デザインの理想は「ただ何となくこういう風にした」というのではなく、構成要素一つについて然るべき理由があり、それを理路整然と説明できる状態だと言える。

 

このデザイン思考は日常にも楽勝で適用することができて、私たちは何となく、自分の漠然としたセンスを信じて、漠然と日々何をするのかを決め、その漠然とした営みを組み合わせて漠然とした日常を構成している。

 

ふつうこんなものだろうと思う。

 

そして中には自分なりの目的があり、その目的に沿った営みによって日常を構成している人もいるかもしれない。

 

しかしながら、その目的が自分が本当に達成したいと望んでいる目的とは違うものかもしれない、ということも十分アリエール。

 

なので、私たちは自分の日常についてサンマルクカッフェーでゆっくりしながら、いや

、ああいうカッフェーは結構うるさいため、自室か近所の公園なんかで定期的に沈思黙考する必要がある。

 

自分の目的は何なのか。

そしてそのための有効な手段は何なのか。

手段や営みの合理的な構成は何なのか。

 

何を目的に据えるかで、手段やそれらの構成の組み合わせも変わってくると思うのだけれど、目的を定める上で注意したほうがいいのは、優越感を得ることに類する目的はやめておいたほうがいい。

 

私たちは幸福になることを人生の究極の目的に据えることが多いと思うが、幸福になるためには優越感を得られるようにならなければならないと段違いな勘違いをしてしまう。

 

つまり幸福になるためには、他人を見下せるような身分になることが必要であると思ってしまう。

 

だから他人を見下す根拠として、地位や財産や名声や正しさや美貌などを求めてネバギバの精神で頑張っている。

 

しかし、優越感を求めてネバギバの精神で頑張っているが果たして幸福なのかというと全然そうではない、ということは、そういう人が身近にいれば何となくわかるし(私だけかもしれないが、政治家や学者や管理職を見ても全然幸福そうには見えない)、そういう人たちの日常が必ずしも幸福ではないというエピソードは巷に溢れかえっている。

 

もし私の安定性が私の評判や持っている所有物に依存していれば、それを失いはしないか、盗まれはしないか、あるいはその価値が低下することはないかと常に恐れて、脅威を感じながら生活するほかない。
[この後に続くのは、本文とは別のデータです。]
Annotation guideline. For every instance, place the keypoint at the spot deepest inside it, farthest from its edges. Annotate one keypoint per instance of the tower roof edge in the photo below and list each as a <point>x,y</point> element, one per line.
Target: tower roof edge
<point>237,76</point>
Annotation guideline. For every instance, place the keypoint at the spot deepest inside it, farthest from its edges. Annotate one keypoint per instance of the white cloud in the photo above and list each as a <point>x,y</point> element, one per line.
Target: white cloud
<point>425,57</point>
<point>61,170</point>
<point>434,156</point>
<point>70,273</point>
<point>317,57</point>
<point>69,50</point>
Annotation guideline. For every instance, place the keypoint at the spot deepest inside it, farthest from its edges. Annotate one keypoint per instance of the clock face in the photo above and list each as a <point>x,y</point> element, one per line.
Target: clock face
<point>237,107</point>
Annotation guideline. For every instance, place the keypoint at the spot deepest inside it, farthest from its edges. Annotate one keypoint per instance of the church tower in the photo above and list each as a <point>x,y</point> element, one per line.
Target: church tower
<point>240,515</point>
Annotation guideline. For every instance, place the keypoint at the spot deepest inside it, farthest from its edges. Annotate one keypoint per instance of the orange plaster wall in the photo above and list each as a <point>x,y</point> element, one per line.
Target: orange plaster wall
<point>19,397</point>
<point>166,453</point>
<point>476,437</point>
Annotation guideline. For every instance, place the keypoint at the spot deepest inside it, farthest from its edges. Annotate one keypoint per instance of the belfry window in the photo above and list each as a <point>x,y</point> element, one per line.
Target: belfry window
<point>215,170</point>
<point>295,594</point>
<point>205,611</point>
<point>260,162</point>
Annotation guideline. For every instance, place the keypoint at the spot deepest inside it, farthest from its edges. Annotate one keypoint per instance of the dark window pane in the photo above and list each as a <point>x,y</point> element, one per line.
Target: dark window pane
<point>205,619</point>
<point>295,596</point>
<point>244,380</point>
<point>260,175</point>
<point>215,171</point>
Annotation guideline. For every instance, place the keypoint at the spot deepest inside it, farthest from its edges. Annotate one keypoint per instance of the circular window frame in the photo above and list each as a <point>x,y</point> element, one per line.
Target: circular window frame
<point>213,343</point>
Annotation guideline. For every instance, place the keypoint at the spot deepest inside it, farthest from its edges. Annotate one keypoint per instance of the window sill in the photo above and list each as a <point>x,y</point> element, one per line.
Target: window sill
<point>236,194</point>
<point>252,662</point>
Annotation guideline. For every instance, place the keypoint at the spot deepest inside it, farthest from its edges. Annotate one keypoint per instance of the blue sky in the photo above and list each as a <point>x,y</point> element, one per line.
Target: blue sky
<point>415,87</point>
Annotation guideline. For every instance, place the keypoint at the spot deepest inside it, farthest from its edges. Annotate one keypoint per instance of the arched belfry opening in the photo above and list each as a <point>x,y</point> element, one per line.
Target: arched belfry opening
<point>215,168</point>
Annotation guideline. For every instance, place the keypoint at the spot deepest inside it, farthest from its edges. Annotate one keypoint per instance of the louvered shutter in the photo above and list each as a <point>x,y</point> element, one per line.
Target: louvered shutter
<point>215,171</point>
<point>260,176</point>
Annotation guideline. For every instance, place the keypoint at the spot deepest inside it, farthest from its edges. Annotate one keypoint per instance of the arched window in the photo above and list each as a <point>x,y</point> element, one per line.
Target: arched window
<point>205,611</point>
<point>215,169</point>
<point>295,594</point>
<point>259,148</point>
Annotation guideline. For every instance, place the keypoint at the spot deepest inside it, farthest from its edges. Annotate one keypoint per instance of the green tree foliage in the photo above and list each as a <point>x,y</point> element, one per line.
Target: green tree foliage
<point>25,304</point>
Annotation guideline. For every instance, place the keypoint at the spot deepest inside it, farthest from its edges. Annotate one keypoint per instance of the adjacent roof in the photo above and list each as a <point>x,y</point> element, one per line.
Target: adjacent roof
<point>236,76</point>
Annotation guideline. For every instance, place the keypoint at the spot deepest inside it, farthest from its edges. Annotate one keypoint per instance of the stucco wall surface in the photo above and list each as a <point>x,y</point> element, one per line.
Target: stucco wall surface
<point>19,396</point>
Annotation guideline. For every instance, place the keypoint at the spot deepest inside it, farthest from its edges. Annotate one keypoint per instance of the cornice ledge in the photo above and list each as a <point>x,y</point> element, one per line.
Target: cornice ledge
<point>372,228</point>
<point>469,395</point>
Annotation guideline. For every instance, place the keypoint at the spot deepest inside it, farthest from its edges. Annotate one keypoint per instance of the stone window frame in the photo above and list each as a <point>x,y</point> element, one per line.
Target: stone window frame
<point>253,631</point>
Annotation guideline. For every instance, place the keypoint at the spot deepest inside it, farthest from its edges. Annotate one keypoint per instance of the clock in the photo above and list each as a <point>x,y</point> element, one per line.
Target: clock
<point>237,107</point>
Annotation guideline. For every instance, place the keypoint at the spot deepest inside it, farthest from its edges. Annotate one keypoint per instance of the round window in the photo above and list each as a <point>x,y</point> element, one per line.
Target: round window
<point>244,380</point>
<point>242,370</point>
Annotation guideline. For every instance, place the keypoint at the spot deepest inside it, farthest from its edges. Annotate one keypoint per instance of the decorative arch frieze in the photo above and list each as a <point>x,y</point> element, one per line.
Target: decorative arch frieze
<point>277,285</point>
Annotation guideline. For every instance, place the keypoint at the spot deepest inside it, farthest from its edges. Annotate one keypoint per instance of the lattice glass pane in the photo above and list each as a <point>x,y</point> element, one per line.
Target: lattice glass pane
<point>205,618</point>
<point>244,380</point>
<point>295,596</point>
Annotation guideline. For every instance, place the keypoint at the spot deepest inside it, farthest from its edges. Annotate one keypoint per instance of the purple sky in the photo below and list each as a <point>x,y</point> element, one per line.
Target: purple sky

より多くの資産、名声、地位を持つ人の前に出ると劣等感を覚え、逆に自分より資産、名声、地位の低い人に会うと、優越感を感じる。

 所有物中心の人は自尊心が常に揺らいでおり、一貫性、安定性、または一定の自分というものを持っていない。いつも資産、土地、地位、または名声を守ることに集中している。株の暴落で全財産を失った人や、選挙に落選して政治家が突然に自殺したという話は、誰でも聞いたことがあるはずである。

ティーブン・R・コヴィー『7つの習慣』

 

上の引用は「所有物」を「優越感をもたらしてくれると思われる世間的に価値があるとされているもの」と読み換えてもいいと思うが、優越感を求めて何かをやることは誰しもが経験があると思うのだけれど、それはそれでいいとして、どこかの段階で「優越感を得る」「他人を見下す」という手段は「幸福になる」という目的に対して全然有効ではないということに気がつく必要がある。

 

これに気がつくと「優越感を得る」「他人を見下す」「他人を否定する」ためという方向性ではなく、それとは違った方向性(例えば、「自分や他人を大事にする」)へシフトしていくことができる。そして、詳細な説明は割愛するが、後者の方向性のほうが幸福になるためには有効で合理的だ。

 

逆に気が付かなければ、まだ足りないから不幸である、もっとあれば幸福になれる、ということで優越感を求めて、他人を見下すため、他人を馬鹿にするため、他人を否定するため、他人を粗末に扱うための努力を続けてしまう。

 

そこには温かな人間関係は生まれず、本人は自分の優越感の根拠となっている何らかの世間的に価値があると思われているものが失われることの恐怖と不安でいっぱいになってしまうからな。

 

(だからこそ失われないと思いやすいモノにも執着し(実際は諸行無常の理によって必ず失うことになる)、そのモノを根拠に他人を見下して、自分の優越性をアッピールするのだけれど、そのような人を本当に慕って人が集まるのかは甚だ疑問じゃ。集まるとしても、その人自身を大事したいと思っている人ではなく、何らかの世間的なうまみを吸い取りたいと思っている人じゃろう。そして本人もそのことがわかっているからこそ、そのうまみを提供しなければ見捨てられるという恐怖や強迫観念に苛まれることになるんじゃ。となぜか爺さんみたいになってしまった)

 

そもそも優越感を求めるのは、「今のこんな自分じゃダメだぽよ」という自己否定があるからで、その自己否定が消えない限り、どんなに優越感が得られるようなものを手に入れても根本的には何も変わらない(だから際限なく世間的に価値があるものを求めていく)。

 

そして優越感を得るためには自分の中で勝手に仮想敵を作り上げ、勝手に仮想競争を始め、勝手に仮想競争に勝ち続けなければならないし、この広大無辺な世界には必ず上には上がいて(まぁ、その「上」というのも自分が勝手に作り上げた幻想に過ぎないのだけれど)、それで「今のこんな自分じゃダメだぽよ」となってしまう。

 

よってまずは「上」とか「下」とかという概念は自分が勝手に作り上げているものだということに気がつく必要がある。

 

それからそのような「上」とか「下」とかに関係なく「自分は自分にとって大事」ということに気がつく必要がある。

 

そうなると、あとは自分にとって大事な自分を大事にしていくだけになる。

 

すると日常の営みの根本的なモチベーションが大きく変わってくる。

 

生産性を増大させ他人を見下すための睡眠から自分を大事にするための睡眠になる。

人からよく思われるための炊事・洗濯・掃除から、大事な自分の大事な体や服や部屋を大事にするための炊事・洗濯・掃除になる。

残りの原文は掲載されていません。